According to court documents filed by Aljabri on Oct. 14, he did not intend to serve Alharbi pending an appeal of the previous decision to dismiss the case. District judge Timothy Kelly in Washington, D.C., then dismissed it, rendering it closed in its entirety Oct. 19.

“To facilitate appellate review, Dr. Saad respectfully requests that, in connection with its order dismissing the claims as to Alharbi, the Court enter a final judgment making clear that the Court has disposed of all claims against all parties and that the action has been dismissed,” said the Oct. 14 documents, filed by Aljabri’s legal team.

Saad’s lawyers did not return to requests by the Star seeking comment.

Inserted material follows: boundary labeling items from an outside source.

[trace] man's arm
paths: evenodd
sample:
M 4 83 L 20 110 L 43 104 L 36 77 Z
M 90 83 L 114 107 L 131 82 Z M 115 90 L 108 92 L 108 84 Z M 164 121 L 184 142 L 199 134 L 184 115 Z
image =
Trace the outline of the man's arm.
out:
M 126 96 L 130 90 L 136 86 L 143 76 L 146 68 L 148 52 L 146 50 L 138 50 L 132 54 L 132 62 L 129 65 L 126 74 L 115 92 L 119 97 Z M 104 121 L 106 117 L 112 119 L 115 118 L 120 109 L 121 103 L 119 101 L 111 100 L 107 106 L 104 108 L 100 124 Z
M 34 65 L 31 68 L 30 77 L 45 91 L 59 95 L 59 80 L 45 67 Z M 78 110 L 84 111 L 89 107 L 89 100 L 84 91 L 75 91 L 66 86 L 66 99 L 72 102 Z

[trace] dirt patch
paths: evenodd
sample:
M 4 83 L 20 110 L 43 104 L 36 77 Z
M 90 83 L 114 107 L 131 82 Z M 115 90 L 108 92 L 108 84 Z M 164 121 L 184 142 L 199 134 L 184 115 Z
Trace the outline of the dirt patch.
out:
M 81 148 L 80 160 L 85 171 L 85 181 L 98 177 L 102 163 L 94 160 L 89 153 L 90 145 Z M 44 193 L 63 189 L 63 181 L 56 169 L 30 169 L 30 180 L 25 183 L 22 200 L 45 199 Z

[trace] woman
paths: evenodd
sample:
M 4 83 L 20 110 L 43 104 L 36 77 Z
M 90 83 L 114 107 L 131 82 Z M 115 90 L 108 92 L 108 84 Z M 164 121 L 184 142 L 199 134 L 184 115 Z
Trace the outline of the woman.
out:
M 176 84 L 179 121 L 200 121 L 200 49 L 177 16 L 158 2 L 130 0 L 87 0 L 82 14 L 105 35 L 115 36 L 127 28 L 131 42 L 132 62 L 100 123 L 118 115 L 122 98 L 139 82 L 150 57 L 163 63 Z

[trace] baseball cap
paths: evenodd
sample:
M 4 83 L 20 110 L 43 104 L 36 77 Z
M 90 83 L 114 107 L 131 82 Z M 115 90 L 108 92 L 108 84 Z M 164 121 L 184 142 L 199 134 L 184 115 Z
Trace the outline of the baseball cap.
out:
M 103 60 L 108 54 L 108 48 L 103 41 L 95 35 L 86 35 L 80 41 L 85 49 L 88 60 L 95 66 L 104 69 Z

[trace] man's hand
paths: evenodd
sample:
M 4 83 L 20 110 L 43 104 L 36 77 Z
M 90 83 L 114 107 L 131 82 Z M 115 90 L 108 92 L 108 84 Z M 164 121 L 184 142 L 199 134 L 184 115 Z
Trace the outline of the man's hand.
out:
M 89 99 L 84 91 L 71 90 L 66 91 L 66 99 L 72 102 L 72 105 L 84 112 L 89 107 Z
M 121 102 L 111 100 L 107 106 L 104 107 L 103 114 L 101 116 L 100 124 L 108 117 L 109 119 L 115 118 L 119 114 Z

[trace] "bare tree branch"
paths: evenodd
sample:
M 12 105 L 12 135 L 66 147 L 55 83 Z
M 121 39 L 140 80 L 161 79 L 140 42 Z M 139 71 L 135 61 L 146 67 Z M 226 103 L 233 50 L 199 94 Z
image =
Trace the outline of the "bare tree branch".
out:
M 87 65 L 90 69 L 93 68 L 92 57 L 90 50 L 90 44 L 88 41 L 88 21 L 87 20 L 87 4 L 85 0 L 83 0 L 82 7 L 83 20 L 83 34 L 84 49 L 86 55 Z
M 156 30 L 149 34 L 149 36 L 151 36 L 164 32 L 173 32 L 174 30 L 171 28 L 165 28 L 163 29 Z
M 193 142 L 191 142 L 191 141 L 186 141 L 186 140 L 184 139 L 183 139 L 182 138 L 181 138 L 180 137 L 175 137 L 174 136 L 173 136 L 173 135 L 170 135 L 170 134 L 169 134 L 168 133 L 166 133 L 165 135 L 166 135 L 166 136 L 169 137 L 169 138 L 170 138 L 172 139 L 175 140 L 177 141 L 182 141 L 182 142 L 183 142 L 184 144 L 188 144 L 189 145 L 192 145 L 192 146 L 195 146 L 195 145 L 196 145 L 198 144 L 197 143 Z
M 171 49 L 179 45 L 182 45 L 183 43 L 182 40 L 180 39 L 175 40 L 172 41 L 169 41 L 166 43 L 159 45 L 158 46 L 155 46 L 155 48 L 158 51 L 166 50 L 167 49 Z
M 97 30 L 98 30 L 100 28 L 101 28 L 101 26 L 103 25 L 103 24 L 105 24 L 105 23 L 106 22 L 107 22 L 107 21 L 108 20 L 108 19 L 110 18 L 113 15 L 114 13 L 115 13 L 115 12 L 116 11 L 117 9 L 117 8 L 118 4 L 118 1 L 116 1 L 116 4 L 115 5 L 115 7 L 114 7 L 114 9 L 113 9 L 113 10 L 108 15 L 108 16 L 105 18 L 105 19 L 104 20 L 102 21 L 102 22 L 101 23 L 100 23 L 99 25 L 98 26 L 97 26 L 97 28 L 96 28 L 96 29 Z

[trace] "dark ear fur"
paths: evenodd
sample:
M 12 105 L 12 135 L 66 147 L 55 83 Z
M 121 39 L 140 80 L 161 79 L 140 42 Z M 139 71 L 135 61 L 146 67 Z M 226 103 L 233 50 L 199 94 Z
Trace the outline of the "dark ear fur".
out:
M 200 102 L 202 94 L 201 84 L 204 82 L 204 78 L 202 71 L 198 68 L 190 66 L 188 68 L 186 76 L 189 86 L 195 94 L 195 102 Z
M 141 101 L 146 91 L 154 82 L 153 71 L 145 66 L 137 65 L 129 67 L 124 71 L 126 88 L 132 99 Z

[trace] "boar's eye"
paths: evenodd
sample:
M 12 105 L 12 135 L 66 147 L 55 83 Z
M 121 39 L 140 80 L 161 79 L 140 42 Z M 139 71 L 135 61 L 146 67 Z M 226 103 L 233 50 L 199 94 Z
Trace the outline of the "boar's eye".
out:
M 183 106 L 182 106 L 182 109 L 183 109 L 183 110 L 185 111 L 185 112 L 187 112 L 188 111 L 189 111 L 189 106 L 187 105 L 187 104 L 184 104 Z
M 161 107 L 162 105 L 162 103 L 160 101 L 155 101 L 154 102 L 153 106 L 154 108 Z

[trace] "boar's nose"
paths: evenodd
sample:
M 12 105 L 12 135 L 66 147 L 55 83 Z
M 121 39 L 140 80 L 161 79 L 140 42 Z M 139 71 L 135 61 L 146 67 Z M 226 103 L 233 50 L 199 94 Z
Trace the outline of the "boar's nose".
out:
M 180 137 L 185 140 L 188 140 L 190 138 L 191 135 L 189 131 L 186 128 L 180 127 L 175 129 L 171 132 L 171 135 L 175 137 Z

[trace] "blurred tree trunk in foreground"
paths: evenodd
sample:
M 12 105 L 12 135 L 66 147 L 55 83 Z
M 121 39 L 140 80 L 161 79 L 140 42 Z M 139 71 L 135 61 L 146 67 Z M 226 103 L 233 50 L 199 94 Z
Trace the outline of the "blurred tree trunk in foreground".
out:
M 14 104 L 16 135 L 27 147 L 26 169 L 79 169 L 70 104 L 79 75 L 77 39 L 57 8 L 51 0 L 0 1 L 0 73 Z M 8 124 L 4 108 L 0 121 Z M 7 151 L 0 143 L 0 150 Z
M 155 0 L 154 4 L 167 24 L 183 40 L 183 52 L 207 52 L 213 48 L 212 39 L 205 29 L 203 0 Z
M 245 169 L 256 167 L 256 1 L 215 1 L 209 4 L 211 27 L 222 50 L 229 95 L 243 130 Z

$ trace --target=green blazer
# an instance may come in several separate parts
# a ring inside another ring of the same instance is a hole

The case was part of a larger legal struggle between Aljabri and parties in Saudi Arabia. In January 2021, a case against Aljabri was filed in Ontario Superior Court by a consortium of Saudi state-owned companies.

The lawsuit alleged Aljabri had schemed to defraud US$3.5 billion from the companies and hid the loot offshore.

Aljabri denied the allegations, but an Ontario judge froze his worldwide assets anyway while waiting to hear further arguments in 2021. Aljabri alleges the companies are controlled by bin Salman.

He says the suit is part of a continued attempt to harm and intimidate him because he is a supporter of former Saudi crown prince Mohammed bin Nayef, a rival for the throne of bin Salman who was overthrown in a 2017 palace coup he orchestrated.

In June, the Canadian government sought a court injunction to prevent Aljabri from filing security information it says is sensitive in the case.